Since writing the post on a hypothetical hull language as an alternative to shell I cannot stop thinking about the shortcomings of shell.
And one think that comes to mind over and over is type-safeness. Shell treats everything as a string and that's the source of both its power and its poor maintainability.
So when I ask whether shell can be improved, the question is actually more subtle: Can it be improved without compromising its versatility? Can we, for example, be more type-safe without having to type Java-like stuff on the command line? Without sacrificing the powerful and dangerous features like string expansion?
I mean, you can write shell-like scripts in Python even today and use type hints to get type safeness. But in real world this practice seems to be restricted to writing more complex programs, programs that require actual in-language processing, complex control flow, use of libraries and so on. Your typical shell script which just chains together a handful of UNIX utilities — no, I don't see that happening a lot.
To put it in other words, different "scripting languages" managed to carve their own problem spaces from what once used to be the domain of shell, but almost none of them attacked its very core use case, the place where it acts as a dumb glue between stand-alone applications.

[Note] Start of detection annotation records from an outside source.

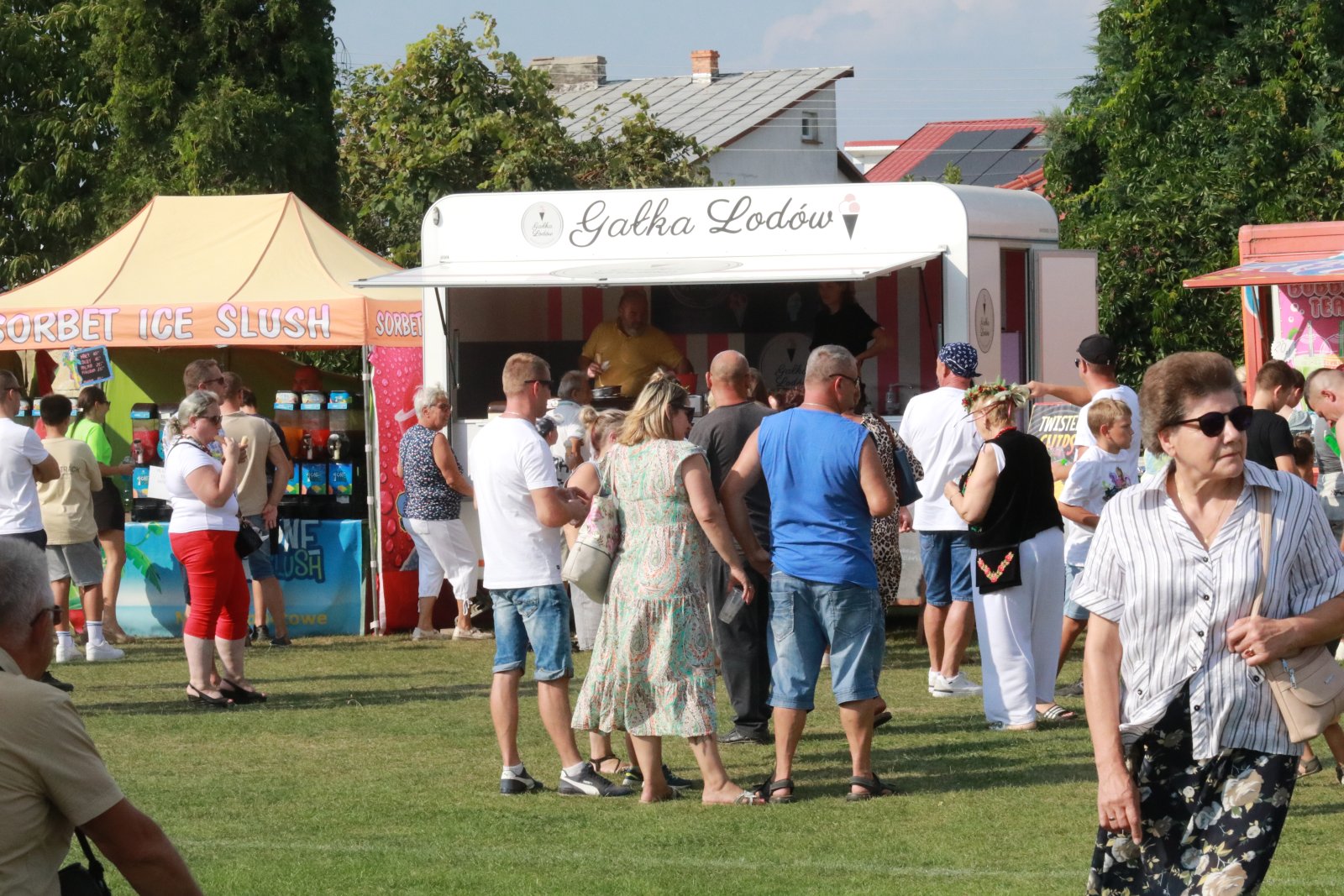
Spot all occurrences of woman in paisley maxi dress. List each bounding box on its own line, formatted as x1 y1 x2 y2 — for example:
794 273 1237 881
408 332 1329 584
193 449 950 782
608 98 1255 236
573 376 762 804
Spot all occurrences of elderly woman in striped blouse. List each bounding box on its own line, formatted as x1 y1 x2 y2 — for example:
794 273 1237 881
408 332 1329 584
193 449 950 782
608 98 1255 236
1075 352 1344 896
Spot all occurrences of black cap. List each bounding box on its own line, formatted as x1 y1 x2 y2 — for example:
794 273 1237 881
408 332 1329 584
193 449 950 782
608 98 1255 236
1078 333 1120 367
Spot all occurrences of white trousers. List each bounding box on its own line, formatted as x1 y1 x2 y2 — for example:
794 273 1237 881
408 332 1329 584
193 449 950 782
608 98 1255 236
976 529 1064 726
406 520 480 605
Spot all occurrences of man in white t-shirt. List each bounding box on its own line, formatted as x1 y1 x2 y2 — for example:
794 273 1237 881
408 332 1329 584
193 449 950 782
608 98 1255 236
0 371 60 551
1057 398 1138 696
1026 333 1144 482
468 352 632 797
900 343 981 697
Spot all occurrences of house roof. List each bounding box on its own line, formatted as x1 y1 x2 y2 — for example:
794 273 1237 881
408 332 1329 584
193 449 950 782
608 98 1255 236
865 118 1046 188
556 67 853 148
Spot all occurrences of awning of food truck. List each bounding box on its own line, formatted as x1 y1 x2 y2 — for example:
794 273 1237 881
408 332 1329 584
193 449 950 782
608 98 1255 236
354 249 942 289
1184 253 1344 289
0 193 422 349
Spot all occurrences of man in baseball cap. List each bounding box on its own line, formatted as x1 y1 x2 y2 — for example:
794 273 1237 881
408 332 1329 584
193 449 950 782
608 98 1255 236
900 343 981 697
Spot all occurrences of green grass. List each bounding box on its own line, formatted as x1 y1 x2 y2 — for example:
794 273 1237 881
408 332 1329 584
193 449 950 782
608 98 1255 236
55 627 1344 896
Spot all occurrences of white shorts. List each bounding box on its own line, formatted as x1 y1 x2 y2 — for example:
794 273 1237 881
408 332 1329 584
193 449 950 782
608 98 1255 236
406 520 480 600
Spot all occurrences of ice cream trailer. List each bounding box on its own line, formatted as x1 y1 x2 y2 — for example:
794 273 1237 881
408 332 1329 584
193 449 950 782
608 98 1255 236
354 183 1097 418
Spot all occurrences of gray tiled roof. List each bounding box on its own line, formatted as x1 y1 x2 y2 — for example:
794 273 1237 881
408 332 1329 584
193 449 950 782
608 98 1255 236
555 67 853 148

But when writing shell scripts, I observe that I do have a type system in mind. When I type "ls" I know that an argument of type "path" should follow. Sometimes I am even explicit about it. When I save JSON into a file, I name it "foo.json". But none of that is formalized in the language.
And in some way, albeit in a very hacky one, shell is to some extent aware of the types. When I type "ls" and press Tab twice a list of files appears on the screen. When I type "git checkout" pressing Tab twice results in a list of git branches. So, in a way, shell "knows" what kind of argument is expected.
And the question that's bugging me is whether the same can be done in a more systemic way.
Maybe it's possible to have a shell-like language with actual type system. Maybe it could know that file with .json extension is supposed to contain JSON. Or it could know that "jq" expects JSON as an input. Maybe it could know that JSON is a kind of text file and that any program accepting a text file (e.g. grep) can therefore accept JSON as well. And it could know that "ls -l" returns a specific "type", a refinement of "text file" and "file with one item per line", with items like access rights, ownership, file size and so on.
But how would one do that?
In addition to the language implementing a type system it would require some kind of annotation of common UNIX utilities, adding formal specification of their arguments and outputs. (With all programs not present in the database defaulting to "any number of arguments of any type and any output".) Maybe it can be done by simple type-safe wrappers on top of existing non-type-safe binaries.
There seems to be a lot of food for thought here.